Ich war danach noch im Drei???-Detektiv-Club. Da hat man eigentlich nicht viel mehr bekommen als eine, wie eine Zeitung aufgemachte, Neuigkeiten-Postille, in der stand, welche neuen Bücher es um Justus, Peter und Bob zu kaufen gäbe. Von geheimen Aufträgen, Rätseln, die es zu knacken galt oder sonstigem Inhalt, der einem das Gefühl hätte geben können, ein richtiger Detektiv zu sein keine Spur. Damit war für mich eine offizielle Clubzugehörigkeit erstmal beendet und ich tat das einzig Richtige in der Situation, was jeder andere auch getan hätte: Ich gründete ein Detektivbüro. Das Schild mit Filzstift war schnell gemalt und an meiner Zimmertür befestigt. Schmissig stand da: „DSUDS – Ermittlungen aller Art – Keine Ehefälle“. Und tatsächlich überraschend bekam ich zum folgenden Geburtstag ein Hammergeschenk: Edle, geprägte, echte Visitenkarten für unsere Detektei. Der gleiche Text wie auf dem Schild, nur noch mit Adresse von mir und meinem Partner ergänzt, inklusive Telefonnummern. Jetzt waren wir echte Detektive. Dabei hatten wir zwei große Fälle in unserer Ermittlungskarriere:
Erster Fall: Die Frau am Fenster. Möglichst unauffällig streiften wir durch unsere Siedlung und guckten, ob es Fälle zu lösen galt. Lupe, Fingerabdruckpulver, Detektivset, alles hatten wir dabei. In einer kleinen Straße mit mehreren Bungalows fiel sie uns dann aus dem Augenwinkel auf: Eine Frau hatte uns beobachtet. Sofort wurden erste Maßnahmen eingeleitet und wir versteckten uns hinter dem Gebüsch der Nachbarn, um zu beobachten, ob die geheimnisvolle Frau etwas im Schilde führte. Von unserem, vermutlich unüberhörbarem, konspirativem Gewisper aufgeschreckt, blickte sie noch mal durch die Häkelgardine nach draußen. DA! Sie guckte schon wieder! Die musste doch ein schlechtes Gewissen haben! Sofort notierte ich unsere Beobachtung. So ging das den ganzen Nachmittag. Sie guckte, wir guckten. Irgendwann wurde es ihr wohl zu blöd und sie kam raus, um uns zu verscheuchen. Wir gingen, taten als ob nichts wäre, aber uns war klar: Die führt was im Schilde. Wir beobachteten sie noch einige Male, aber wir fanden nichts weiteres heraus, bis wir den Fall dann eines Tages zu den Akten legten.

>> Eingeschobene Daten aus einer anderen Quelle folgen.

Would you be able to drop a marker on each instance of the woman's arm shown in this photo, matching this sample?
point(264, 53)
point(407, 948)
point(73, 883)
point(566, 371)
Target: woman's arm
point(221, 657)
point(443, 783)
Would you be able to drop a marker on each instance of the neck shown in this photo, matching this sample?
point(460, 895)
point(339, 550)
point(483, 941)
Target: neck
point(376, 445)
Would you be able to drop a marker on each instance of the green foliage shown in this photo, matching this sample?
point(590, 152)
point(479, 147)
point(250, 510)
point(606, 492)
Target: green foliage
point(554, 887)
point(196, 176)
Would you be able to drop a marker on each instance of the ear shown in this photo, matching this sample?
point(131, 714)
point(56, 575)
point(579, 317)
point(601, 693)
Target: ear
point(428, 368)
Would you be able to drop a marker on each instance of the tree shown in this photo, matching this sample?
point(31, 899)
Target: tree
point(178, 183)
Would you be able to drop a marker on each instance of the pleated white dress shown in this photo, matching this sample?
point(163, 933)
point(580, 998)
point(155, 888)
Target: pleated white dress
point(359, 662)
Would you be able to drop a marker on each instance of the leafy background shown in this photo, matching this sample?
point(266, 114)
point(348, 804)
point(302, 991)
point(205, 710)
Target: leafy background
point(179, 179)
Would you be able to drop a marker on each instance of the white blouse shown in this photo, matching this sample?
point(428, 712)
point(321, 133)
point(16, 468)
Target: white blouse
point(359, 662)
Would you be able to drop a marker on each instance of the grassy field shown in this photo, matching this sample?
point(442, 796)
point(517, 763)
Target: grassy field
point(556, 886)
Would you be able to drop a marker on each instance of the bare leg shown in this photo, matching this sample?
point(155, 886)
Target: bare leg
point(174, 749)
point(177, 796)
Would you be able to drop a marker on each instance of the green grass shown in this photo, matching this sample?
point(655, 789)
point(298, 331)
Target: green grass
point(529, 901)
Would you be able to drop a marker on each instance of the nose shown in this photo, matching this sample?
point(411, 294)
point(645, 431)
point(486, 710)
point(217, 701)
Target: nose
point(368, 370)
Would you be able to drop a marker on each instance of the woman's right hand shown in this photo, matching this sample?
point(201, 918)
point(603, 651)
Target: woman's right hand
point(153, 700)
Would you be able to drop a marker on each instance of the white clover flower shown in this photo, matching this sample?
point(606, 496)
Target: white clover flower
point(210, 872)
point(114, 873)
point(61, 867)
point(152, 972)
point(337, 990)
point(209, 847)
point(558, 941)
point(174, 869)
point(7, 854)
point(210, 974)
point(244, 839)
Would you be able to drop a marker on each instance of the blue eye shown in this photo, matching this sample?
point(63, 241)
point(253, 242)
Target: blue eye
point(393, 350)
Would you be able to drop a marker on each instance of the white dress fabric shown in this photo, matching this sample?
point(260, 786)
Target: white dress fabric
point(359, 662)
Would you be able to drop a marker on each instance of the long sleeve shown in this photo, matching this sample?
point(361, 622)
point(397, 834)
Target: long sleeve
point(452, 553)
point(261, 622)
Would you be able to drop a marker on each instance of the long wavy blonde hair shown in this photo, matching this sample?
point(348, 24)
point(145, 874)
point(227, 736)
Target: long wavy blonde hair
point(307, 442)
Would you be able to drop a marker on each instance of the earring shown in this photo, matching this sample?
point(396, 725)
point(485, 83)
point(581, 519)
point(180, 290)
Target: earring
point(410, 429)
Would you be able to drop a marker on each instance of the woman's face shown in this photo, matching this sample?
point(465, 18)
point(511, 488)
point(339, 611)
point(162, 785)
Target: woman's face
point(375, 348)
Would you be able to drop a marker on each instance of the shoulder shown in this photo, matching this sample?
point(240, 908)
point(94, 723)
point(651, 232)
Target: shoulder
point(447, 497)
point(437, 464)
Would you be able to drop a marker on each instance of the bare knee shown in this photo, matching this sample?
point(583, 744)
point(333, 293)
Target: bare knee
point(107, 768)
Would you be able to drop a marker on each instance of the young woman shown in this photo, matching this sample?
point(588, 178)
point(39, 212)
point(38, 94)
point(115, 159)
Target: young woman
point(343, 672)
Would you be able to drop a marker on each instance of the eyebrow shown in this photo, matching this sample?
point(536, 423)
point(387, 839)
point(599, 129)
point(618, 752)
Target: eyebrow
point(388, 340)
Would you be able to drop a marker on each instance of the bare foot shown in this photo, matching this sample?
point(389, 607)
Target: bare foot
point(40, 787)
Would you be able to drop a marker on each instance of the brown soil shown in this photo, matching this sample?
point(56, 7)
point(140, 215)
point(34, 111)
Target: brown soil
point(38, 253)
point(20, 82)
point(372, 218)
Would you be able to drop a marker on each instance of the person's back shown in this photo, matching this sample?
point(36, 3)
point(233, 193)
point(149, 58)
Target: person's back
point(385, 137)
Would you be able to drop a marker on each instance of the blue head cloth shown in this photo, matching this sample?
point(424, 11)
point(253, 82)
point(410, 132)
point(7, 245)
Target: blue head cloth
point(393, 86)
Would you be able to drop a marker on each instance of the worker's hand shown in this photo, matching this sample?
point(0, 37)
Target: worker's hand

Zweiter Fall: In unserer Nähe war eine bekannte Kiesgrube. Mit einem kleinen, etwas entlegenen Plätzchen, wo immer Lagerfeuer gemacht wurden. Mehr oder weniger illegal. Und was fanden wir dort eines Tages? Ausweispapiere! Führerschein, Reisepass, Perso. Alles von einer Frau. Wir brachten sie nach Hause, um mit unseren Vorgesetzten (unsere Eltern) das weitere Vorgehen zu besprechen. Sie fanden die Nummer der Frau über die Auskunft heraus, riefen sie an und sie kam, um sich ihre Papiere abzuholen. Überglücklich. Wir bekamen sogar eine Belohnung von 10 Mark pro Kopf. Welche wir erstmal geschickt anlegten: In Figuren und Fahrzeuge von „Mask“. Mit dem Start der Mask-Sammlung schlief dann auch unser aufklärerisches Engagement ein. „DSUDS“ schloss seine Pforten. Übrigens: Der Name war eine Abkürzung für „Der Schnelle und der Schlaue“. Super Team-Name.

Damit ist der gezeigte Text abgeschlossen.